CC-DCNet: Dynamic Convolutional Neural Network with Contrastive Constraints for Identifying Lung Cancer Subtypes on Multi-modality Images

TL;DR

This work tackles lung cancer subtype identification by leveraging multi-modality imaging (CT and pathology) with a dynamic convolutional network. The proposed CC-DCNet adapts to paired or CT-only inputs and uses a contrastive loss to distill pathology priors into radiology feature extraction, improving discrimination of subtypes. Through extensive multi-center experiments and ablations, the method demonstrates superior ACC, AUC, and F1-score, and shows robust generalization across institutions. The approach offers a practical pathway for better CT-based diagnosis when pathology is unavailable and highlights broader potential for multi-modality integration in medical imaging.

Abstract

The accurate diagnosis of pathological subtypes of lung cancer is of paramount importance for follow-up treatments and prognosis managements. Assessment methods utilizing deep learning technologies have introduced novel approaches for clinical diagnosis. However, the majority of existing models rely solely on single-modality image input, leading to limited diagnostic accuracy. To this end, we propose a novel deep learning network designed to accurately classify lung cancer subtype with multi-dimensional and multi-modality images, i.e., CT and pathological images. The strength of the proposed model lies in its ability to dynamically process both paired CT-pathological image sets as well as independent CT image sets, and consequently optimize the pathology-related feature extractions from CT images.
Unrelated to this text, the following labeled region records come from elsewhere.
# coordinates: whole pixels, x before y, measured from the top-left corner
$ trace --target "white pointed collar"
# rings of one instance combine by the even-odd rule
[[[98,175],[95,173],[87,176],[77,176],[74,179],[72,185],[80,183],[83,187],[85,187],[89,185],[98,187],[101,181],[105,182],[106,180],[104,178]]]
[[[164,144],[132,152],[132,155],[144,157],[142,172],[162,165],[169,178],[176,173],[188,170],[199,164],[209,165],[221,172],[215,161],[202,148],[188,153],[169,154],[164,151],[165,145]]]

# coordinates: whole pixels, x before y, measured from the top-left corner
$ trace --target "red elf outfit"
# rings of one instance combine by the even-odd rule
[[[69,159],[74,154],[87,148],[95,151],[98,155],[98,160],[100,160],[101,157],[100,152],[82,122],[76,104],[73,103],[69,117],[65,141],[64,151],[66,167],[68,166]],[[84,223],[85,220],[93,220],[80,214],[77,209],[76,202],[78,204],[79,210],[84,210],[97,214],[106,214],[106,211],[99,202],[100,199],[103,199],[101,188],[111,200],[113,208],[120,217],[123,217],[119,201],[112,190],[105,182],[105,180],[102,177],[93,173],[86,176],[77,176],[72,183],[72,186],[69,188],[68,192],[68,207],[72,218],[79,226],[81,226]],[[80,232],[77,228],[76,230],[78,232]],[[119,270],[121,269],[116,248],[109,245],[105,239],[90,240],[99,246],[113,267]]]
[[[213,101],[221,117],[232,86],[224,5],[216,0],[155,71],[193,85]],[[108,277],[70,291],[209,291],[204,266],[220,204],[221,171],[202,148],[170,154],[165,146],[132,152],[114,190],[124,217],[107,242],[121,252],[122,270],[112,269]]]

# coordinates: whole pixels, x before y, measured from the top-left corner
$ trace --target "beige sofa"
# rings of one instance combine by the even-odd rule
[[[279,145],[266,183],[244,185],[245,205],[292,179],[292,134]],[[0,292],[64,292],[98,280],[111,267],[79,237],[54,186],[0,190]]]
This adaptive learning approach enhances the flexibility in processing multi-dimensional and multi-modality datasets and results in performance elevating in the model testing phase. We also develop a contrastive constraint module, which quantitatively maps the cross-modality associations through network training, and thereby helps to explore the "gold standard" pathological information from the corresponding CT scans. To evaluate the effectiveness, adaptability, and generalization ability of our model, we conducted extensive experiments on a large-scale multi-center dataset and compared our model with a series of state-of-the-art classification models. The experimental results demonstrated the superiority of our model for lung cancer subtype classification, showcasing significant improvements in accuracy metrics such as ACC, AUC, and F1-score.

Figures (6)

• Figure 1: The pipeline of the proposed novel lung cancer subtypes classification model, CC-DCNet.
• Figure 2: The diagram of contrastive Loss.
• Figure 3: Key part of SwitchNet (Our proposed additional benchmark model).
• Figure 4: P-values obtained from paired-sample t-tests that were conducted between proposed CC-DCNet and other SOTAs for ACC, AUC and F1 SCore: (a) validated with testing CT inputs, (b) validated with testing paired CT/pathological inputs (the tests of RAFENet and CARL were skipped). All p-values are less than the significance level (0.05).
• Figure 5: The ablation test of additional independent CT dataset and contrastive constraints in terms of ACC(%), AUC(%) and F1-Score(%), validated with testing CT input (a) and paired CT/pathological input (b).